Enhancement to new "decommission" command rejected

What I have recommended at a workaround to others is to create a new domain and set the default management class to what meets their needs (60 days, 6 months, a year, whatever). Then update the node to be in that new domain. When expiration run, all objects not bound to the default management class will now default to the default, since the original management class would not exist. And will expire based on the current retention in that domain. No need to copy the domain with all the management classes and update them all individually.

I tested this, and you can even change the node to a new domain after it's been decommissioned. So if you already have nodes that are decommissioned with retentions that are longer than you wish to keep them now, you can still do it.
 
What I have recommended at a workaround to others is to create a new domain and set the default management class to what meets their needs (60 days, 6 months, a year, whatever). Then update the node to be in that new domain. When expiration run, all objects not bound to the default management class will now default to the default, since the original management class would not exist. And will expire based on the current retention in that domain. No need to copy the domain with all the management classes and update them all individually.

I tested this, and you can even change the node to a new domain after it's been decommissioned.
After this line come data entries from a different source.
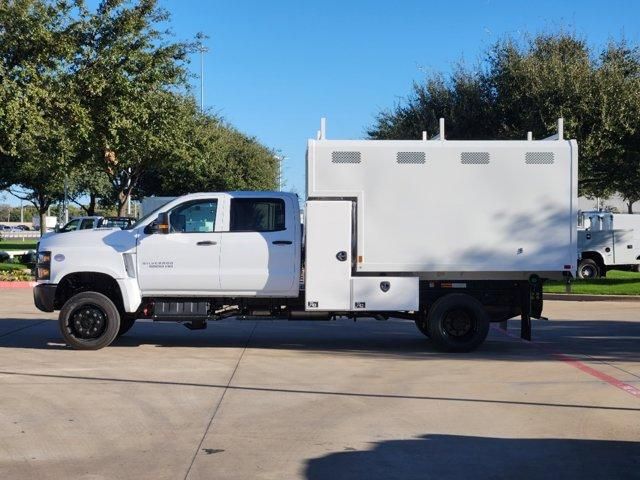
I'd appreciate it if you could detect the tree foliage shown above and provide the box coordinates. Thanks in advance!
[0,0,88,233]
[137,113,278,197]
[368,33,640,211]
[0,0,278,223]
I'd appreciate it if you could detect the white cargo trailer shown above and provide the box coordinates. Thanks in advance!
[33,118,577,352]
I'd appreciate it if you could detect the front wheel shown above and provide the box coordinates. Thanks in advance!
[426,294,490,352]
[59,292,121,350]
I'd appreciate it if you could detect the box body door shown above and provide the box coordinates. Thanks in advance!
[305,201,352,310]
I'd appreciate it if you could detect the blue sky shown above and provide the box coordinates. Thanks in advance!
[164,0,638,196]
[3,0,638,206]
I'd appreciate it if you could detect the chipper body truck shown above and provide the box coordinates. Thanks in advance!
[34,119,578,352]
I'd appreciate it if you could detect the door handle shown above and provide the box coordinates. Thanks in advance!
[196,241,217,246]
[272,240,292,245]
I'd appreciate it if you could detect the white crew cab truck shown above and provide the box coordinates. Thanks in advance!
[34,119,577,352]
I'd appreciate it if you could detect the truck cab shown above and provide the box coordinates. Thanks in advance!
[35,191,300,299]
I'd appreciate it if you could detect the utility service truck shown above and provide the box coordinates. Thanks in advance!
[34,119,577,352]
[577,211,640,278]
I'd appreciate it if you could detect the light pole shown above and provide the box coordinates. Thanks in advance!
[273,155,285,191]
[196,33,209,112]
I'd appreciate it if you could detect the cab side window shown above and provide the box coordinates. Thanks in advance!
[230,198,285,232]
[80,219,95,230]
[169,200,217,233]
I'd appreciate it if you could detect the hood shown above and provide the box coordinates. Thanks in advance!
[38,228,137,254]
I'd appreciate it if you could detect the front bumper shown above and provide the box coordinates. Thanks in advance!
[33,283,57,312]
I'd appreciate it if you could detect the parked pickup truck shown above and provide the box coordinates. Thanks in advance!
[34,118,577,352]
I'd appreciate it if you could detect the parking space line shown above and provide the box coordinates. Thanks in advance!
[1,370,638,412]
[493,327,640,399]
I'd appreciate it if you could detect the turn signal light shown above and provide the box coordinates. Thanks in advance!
[37,267,50,280]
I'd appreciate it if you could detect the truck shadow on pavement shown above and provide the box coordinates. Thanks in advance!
[0,318,638,364]
[304,434,640,480]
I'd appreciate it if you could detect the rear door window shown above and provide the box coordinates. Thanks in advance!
[230,199,285,232]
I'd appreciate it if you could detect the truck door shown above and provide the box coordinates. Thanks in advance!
[136,198,222,294]
[218,196,297,295]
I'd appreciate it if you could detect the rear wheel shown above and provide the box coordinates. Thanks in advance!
[426,294,490,352]
[59,292,120,350]
[577,258,600,279]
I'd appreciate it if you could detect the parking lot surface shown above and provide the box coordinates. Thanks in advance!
[0,289,638,480]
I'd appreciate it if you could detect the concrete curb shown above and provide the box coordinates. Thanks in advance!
[0,281,36,289]
[546,293,640,302]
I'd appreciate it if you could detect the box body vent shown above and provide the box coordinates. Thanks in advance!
[461,152,490,164]
[332,151,361,164]
[525,152,555,164]
[396,152,426,164]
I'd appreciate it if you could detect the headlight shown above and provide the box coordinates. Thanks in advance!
[36,251,51,281]
[37,251,51,265]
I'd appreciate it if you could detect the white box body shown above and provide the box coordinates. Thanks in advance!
[350,277,419,311]
[307,138,578,280]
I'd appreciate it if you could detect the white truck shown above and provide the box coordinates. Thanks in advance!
[34,119,578,352]
[577,211,640,278]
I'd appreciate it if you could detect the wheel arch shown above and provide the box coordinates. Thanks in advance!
[54,272,125,312]
[580,251,606,271]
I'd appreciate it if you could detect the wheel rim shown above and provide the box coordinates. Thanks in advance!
[581,265,596,278]
[442,308,476,341]
[68,304,108,340]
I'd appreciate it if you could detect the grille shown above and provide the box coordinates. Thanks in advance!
[525,152,555,164]
[460,152,490,164]
[396,152,426,164]
[331,151,361,164]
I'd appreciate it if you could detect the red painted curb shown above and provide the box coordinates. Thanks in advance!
[0,281,36,289]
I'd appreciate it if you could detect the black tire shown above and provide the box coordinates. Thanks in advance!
[59,292,120,350]
[426,293,490,352]
[577,258,600,279]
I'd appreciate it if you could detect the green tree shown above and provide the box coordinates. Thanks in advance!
[0,0,88,234]
[137,111,278,197]
[74,0,193,215]
[368,32,640,207]
[589,41,640,212]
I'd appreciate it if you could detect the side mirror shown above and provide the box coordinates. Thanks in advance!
[157,212,170,234]
[143,212,170,235]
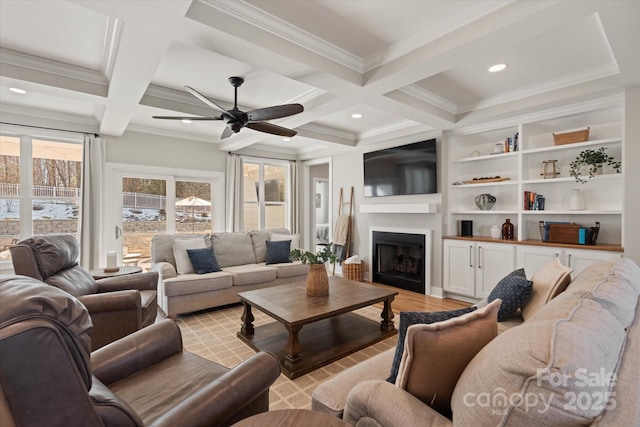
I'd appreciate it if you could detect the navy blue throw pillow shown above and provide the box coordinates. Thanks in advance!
[387,306,477,384]
[265,240,292,265]
[488,268,533,321]
[186,247,221,274]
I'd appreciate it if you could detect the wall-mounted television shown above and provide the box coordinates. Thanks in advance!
[363,139,437,197]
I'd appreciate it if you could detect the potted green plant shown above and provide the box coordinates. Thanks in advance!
[290,244,337,296]
[569,147,621,184]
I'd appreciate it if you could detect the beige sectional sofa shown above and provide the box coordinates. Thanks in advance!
[151,228,308,317]
[312,258,640,426]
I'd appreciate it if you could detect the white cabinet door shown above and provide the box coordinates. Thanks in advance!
[443,240,475,297]
[476,243,515,298]
[515,245,563,279]
[565,249,622,278]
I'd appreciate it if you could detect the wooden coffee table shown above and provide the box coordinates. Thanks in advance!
[237,276,398,379]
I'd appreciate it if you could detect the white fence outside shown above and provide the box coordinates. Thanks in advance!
[0,184,210,212]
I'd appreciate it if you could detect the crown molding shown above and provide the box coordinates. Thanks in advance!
[400,85,459,115]
[299,122,355,141]
[0,48,107,85]
[125,123,219,143]
[101,16,123,81]
[362,1,511,72]
[201,0,363,72]
[359,119,424,140]
[449,93,624,136]
[458,63,620,113]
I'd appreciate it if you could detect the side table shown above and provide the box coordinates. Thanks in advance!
[232,409,349,427]
[89,266,142,280]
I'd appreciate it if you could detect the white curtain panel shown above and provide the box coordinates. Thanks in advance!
[288,160,298,234]
[79,134,105,269]
[226,154,243,232]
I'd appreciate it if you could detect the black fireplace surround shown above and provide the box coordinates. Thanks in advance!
[372,231,425,294]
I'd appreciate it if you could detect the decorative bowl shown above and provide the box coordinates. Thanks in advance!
[475,193,496,210]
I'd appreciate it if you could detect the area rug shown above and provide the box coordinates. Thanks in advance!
[175,303,397,411]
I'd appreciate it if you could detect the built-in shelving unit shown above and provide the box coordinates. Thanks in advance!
[444,101,624,249]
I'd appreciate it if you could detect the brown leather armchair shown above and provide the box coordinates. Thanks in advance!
[0,275,281,427]
[10,234,158,350]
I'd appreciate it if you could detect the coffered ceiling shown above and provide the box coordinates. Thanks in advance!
[0,0,638,158]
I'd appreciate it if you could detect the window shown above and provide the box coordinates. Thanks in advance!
[0,134,82,258]
[242,160,289,231]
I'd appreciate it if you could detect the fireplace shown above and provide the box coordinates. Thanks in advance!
[372,231,426,294]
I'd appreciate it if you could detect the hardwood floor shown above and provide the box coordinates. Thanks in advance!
[369,282,472,313]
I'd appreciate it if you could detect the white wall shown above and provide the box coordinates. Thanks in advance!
[331,131,445,296]
[105,130,227,172]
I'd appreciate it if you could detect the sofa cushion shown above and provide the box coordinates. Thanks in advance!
[396,299,500,418]
[451,259,639,426]
[312,349,396,418]
[387,306,477,384]
[270,232,300,250]
[222,264,277,286]
[267,261,309,278]
[265,240,292,265]
[186,247,221,274]
[521,258,572,321]
[172,236,207,274]
[561,259,640,329]
[211,233,256,267]
[249,228,290,263]
[163,272,233,297]
[488,268,533,321]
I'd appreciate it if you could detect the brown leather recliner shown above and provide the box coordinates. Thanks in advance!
[0,275,281,427]
[10,234,158,350]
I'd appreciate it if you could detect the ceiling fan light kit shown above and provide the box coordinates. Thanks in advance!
[153,76,303,140]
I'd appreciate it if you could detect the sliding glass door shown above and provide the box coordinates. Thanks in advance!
[106,165,223,271]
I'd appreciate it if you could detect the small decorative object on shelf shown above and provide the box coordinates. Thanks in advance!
[569,147,621,184]
[553,127,590,145]
[501,219,514,240]
[569,189,585,211]
[523,191,545,210]
[540,160,560,179]
[290,244,337,296]
[475,193,496,210]
[490,224,501,239]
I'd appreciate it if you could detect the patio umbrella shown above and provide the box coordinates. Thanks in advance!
[175,196,211,233]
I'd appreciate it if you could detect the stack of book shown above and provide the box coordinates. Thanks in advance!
[524,191,545,210]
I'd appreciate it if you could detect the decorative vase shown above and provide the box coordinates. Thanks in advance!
[307,263,329,296]
[501,218,514,240]
[569,188,585,211]
[490,225,501,239]
[475,194,496,210]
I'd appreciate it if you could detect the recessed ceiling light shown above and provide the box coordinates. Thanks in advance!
[282,138,291,142]
[488,63,507,73]
[351,113,363,119]
[181,119,192,124]
[9,87,26,94]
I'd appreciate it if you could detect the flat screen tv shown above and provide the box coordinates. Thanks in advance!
[363,139,437,197]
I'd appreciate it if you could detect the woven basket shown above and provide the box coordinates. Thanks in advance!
[547,223,581,244]
[343,261,364,282]
[307,264,329,296]
[553,127,590,145]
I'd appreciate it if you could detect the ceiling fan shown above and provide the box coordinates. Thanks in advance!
[152,76,303,140]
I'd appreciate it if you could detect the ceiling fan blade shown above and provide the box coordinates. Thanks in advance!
[247,104,304,122]
[246,121,297,137]
[185,86,230,114]
[152,116,222,120]
[221,126,234,140]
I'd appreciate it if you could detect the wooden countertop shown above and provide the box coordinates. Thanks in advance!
[444,236,623,252]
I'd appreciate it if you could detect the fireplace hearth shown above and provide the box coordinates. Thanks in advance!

So if you already have nodes that are decommissioned with retentions that are longer than you wish to keep them now, you can still do it.

It just sucks to know that the Developers does not see this as an opportunity for advancement.

TSM is being slapped left and right as new backup software are getting better than before - some have provisions that outruns TSM capability from a data management perspective like faster DB backups and restores, ease of access to VM Ware vCenter, etc.